A- Non prise en compte des lois et décrets
d'application du code civil au Sénégal :
Même durant la période coloniale, certains textes
français modifiant le code civil de 1804 n'étaient pas
applicables au Sénégal du fait que cette application était
subordonnée à une déclaration sous forme
d'arrêté gubernatorial. C'est le cas notamment de la loi du 20
Août 1881 qui n'a été déclarée applicable
qu'à Madagascar et en Somalie.
Après l'indépendance les textes modifiant le
code civil ne sont pas applicables dans notre pays malgré le fait qu'il
y soit toujours admis pour régir le droit de propriété. Et
cela est expliqué comme nous l'annoncions antérieurement par le
principe de la souveraineté nationale du Sénégal et de la
règle de la territorialité de la législation nationale
française.
Ainsi de nombreuses lois et décrets d'application du
code civil instaurés par la France pour une bonne application du code
civil n'ont pas d'effets dans notre pays. En effet il en est ainsi de
nombreuses lois françaises relatives à la limitation du droit de
propriété comme les lois limitant la propriété du
dessus ou du dessous. C'est le cas notamment de la loi du 8 Juillet 1941 ou
celle du 9 Janvier 1985 qui toutes réduisent le droit de
propriété du dessus pour des raisons d'intérêt
général. Il en est également ainsi du droit d'accession
à la propriété des eaux qui contient beaucoup de textes de
lois limitant ce droit, notamment le code rural français1.
Cependant concernant cette accession à la propriété des
eaux, nous l'avons tantôt signalé, au Sénégal il est
régi par des règles contenues dans le code du domaine de l'Etat
mais pour l'essentiel ce texte ne contient pas de limitation à la
propriété des eaux et cela du fait que les eaux au
Sénégal font principalement partie du domaine de l'Etat.

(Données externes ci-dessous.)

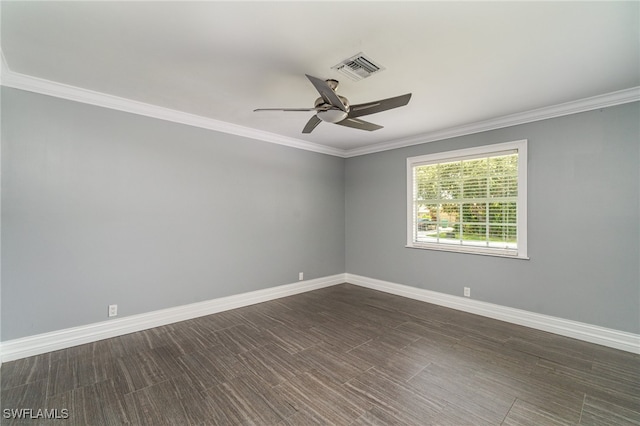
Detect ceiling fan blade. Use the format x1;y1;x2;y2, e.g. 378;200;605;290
302;115;322;133
347;93;411;118
253;108;319;112
305;74;347;112
336;117;384;132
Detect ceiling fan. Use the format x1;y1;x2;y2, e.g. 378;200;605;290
254;74;411;133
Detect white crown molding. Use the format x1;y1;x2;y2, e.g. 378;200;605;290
0;274;345;363
0;65;344;157
344;86;640;158
346;273;640;354
0;56;640;158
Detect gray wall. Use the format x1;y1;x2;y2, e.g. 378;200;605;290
1;88;640;341
346;103;640;333
1;88;345;340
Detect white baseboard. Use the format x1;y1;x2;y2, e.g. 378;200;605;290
0;274;345;363
0;273;640;363
345;273;640;354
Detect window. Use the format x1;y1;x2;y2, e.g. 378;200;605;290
407;140;527;259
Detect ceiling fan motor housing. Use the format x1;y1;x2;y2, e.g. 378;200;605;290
314;95;349;123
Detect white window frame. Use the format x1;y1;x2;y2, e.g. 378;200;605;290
406;139;529;259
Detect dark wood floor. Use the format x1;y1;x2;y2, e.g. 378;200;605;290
0;284;640;426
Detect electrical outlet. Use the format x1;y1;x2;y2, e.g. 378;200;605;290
109;305;118;317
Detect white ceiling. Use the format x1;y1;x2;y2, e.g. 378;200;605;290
1;1;640;152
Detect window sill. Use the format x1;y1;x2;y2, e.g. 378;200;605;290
405;244;529;260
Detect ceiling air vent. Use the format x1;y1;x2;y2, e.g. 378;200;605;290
331;52;384;81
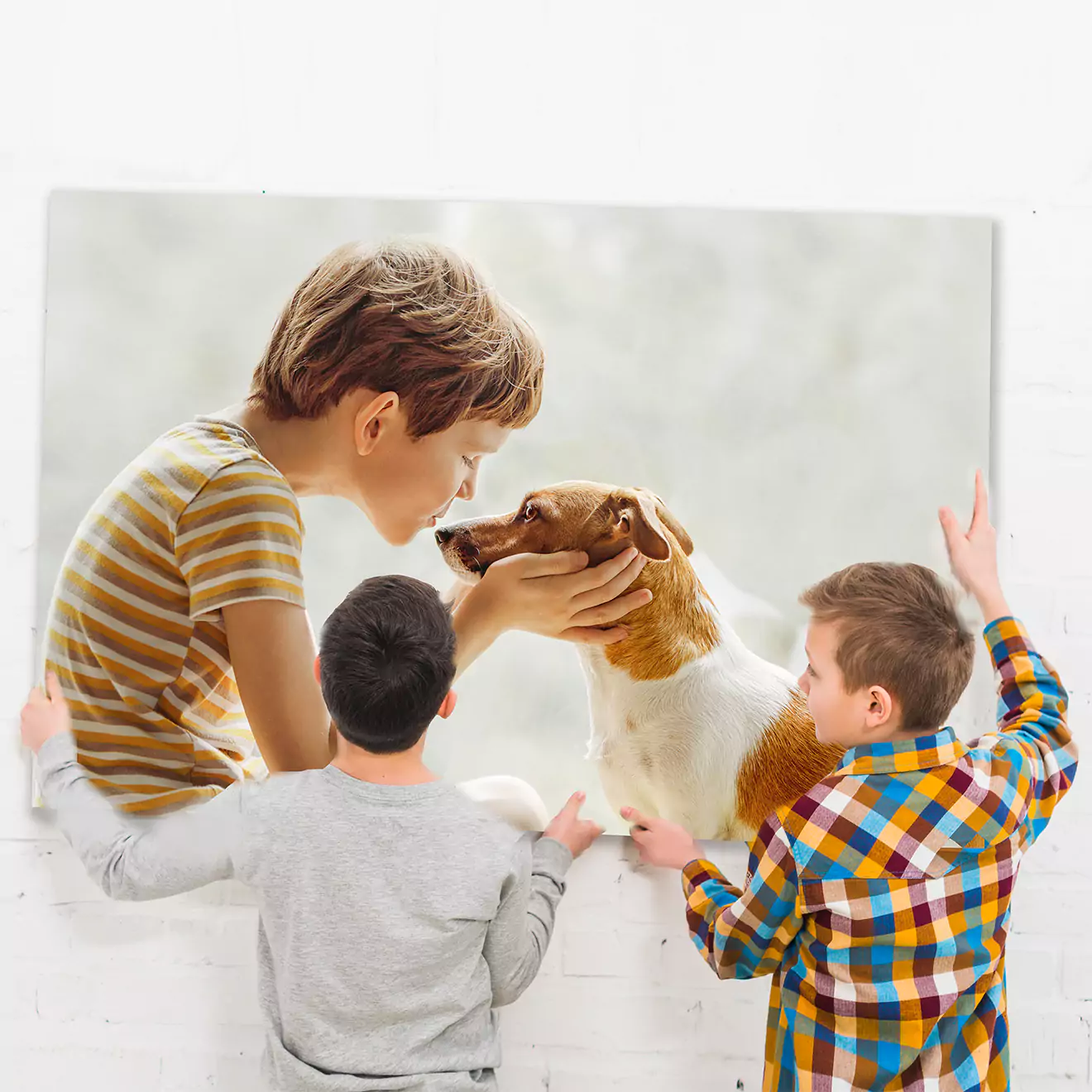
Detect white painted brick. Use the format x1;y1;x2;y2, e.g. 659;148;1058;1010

Signalons aussi que la propriété du dessus et surtout du dessous
ont des textes de lois les organisant au Sénégal notamment le
code minier et le code pétrolier. Ainsi donc malgré le fait que
ces lois et décrets d'application du code civil ne soit pas applicables
au Sénégal, notre pays a essayé de pallier à cette
insuffisance en adoptant ses propres lois et décrets d'application, ce
qui est source d'une insuffisance dans l'application du code civil.

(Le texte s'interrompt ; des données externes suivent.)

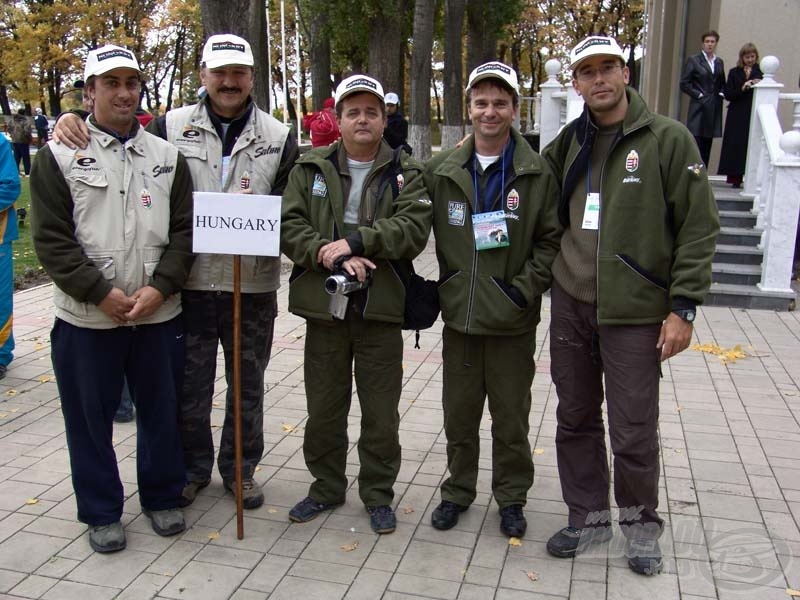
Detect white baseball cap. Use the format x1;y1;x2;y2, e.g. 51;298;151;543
202;33;255;69
334;75;383;104
569;35;625;71
83;44;142;81
467;62;519;96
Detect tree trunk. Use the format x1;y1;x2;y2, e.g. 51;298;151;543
308;12;332;111
442;0;465;150
200;0;269;110
367;0;405;96
408;0;436;161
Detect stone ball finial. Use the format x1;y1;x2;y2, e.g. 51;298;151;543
759;54;781;79
778;129;800;161
544;58;561;79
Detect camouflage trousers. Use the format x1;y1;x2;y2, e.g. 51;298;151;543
180;290;278;481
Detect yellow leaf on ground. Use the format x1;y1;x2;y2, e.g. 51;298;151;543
341;540;358;552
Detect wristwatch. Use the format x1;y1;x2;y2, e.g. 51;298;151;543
672;308;697;323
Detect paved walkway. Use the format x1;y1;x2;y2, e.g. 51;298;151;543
0;240;800;600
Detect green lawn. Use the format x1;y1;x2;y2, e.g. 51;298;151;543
13;177;44;288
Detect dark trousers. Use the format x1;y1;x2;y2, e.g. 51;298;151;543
694;135;714;169
12;143;31;175
442;327;536;508
50;317;185;525
550;282;663;531
303;310;403;506
180;290;278;481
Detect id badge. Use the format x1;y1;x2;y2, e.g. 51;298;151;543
221;156;231;190
472;210;510;251
583;192;600;231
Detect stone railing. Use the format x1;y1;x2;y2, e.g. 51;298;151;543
742;56;800;292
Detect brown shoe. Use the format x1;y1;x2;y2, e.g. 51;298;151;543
222;479;264;509
178;479;211;508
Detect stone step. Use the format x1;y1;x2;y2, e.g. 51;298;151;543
717;227;761;247
714;244;764;265
705;283;795;311
711;263;761;285
719;210;757;228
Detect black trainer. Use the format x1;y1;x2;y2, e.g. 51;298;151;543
431;500;469;530
289;496;343;523
547;526;612;558
367;504;397;533
625;538;664;575
500;504;528;537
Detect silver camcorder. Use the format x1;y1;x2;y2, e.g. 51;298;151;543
325;270;372;319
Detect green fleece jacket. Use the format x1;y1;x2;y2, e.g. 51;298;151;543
542;88;719;325
425;130;562;335
281;141;431;324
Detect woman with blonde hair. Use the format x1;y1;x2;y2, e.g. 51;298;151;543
719;42;764;188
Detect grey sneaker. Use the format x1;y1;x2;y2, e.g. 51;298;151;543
142;508;186;537
178;479;211;508
89;521;125;552
222;479;264;509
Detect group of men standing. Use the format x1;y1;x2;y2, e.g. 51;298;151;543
32;35;718;574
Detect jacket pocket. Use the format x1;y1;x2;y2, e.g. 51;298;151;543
617;254;668;291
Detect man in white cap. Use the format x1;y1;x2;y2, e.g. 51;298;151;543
425;62;561;537
281;75;431;533
56;34;298;509
543;36;719;574
383;92;411;154
31;45;194;552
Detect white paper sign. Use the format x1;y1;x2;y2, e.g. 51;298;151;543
192;192;281;256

B- Insuffisances dans l'application du code
civil :
Cette inapplication des lois et décrets d'application
du code civil français combinée à l'inadaptation de ce
code civil français aux réalités
sénégalaises font que ses dispositions applicables au
Sénégal à savoir celles relatives au droit de
propriété sont d'une application insuffisante dans notre pays. En
effet pour une bonne efficacité, un texte de loi a besoin d'être
précisé par des lois et décrets d'application ce qui n'est
pas le cas comme nous le soulignions du code civil français du moins
dans son application au Sénégal. Ainsi pour pallier à
cette insuffisance le Sénégal a eu recours à l'adoption
d'autres textes de lois pour surtout limiter des droits conférés
par le code civil. Il en est ainsi de la loi 2003-36 du 24 Novembre 2003
portant code minier et de la loi 98-5 du 5Janvier 1998 portant code
pétrolier. Toutes ces lois contiennent comme nous le rappelions
antérieurement des dispositions relatives à la limitation du
droit à la propriété du dessous.
Cependant nous pouvons constater la particularité du
régime sénégalais en matière de droit de
propriété. En effet ces lois sénégalaises
citées plus haut contiennent des limitations à des principes non
édictés par le législateur sénégalais. En
effet les règles relatives à la propriété du
dessous sont régies au Sénégal par l'article 552 du code
civil français. Mais tout ceci démontre s'il en était
encore besoin de l'insuffisance dans l'application des dispositions du code
civil et plus généralement du droit de la propriété
au Sénégal. En effet malgré le fait que c'est la
législation française qui s'applique dans notre pays relativement
à ce domaine, les populations font le plus souvent usage de leur droit
coutumier dans l'exercice des droits de propriété. C'est pour
cette raison que des normes comme l'usufruit et la servitude instaurées
par le code civil français ne trouvent pas échos au niveau du
Sénégal. En effet malgré le fait que pendant la
colonisation on a voulu imposer aux africains une autre conception de la
propriété ceux-ci gardent toujours leur conception traditionnelle
du droit de propriété, surtout en ce qui concerne le droit de la
propriété immobilière où jusqu'à
présent cette tendance à la sacralisation de la terre est
toujours existante dans notre société.
Ainsi donc au regard de ces multiples problèmes
liés à l'application du code civil et plus
généralement au droit de propriété au
Sénégal, il nous ait semblé pertinent de
réfléchir sur les problèmes ainsi posés et
d'apporter des propositions de solutions.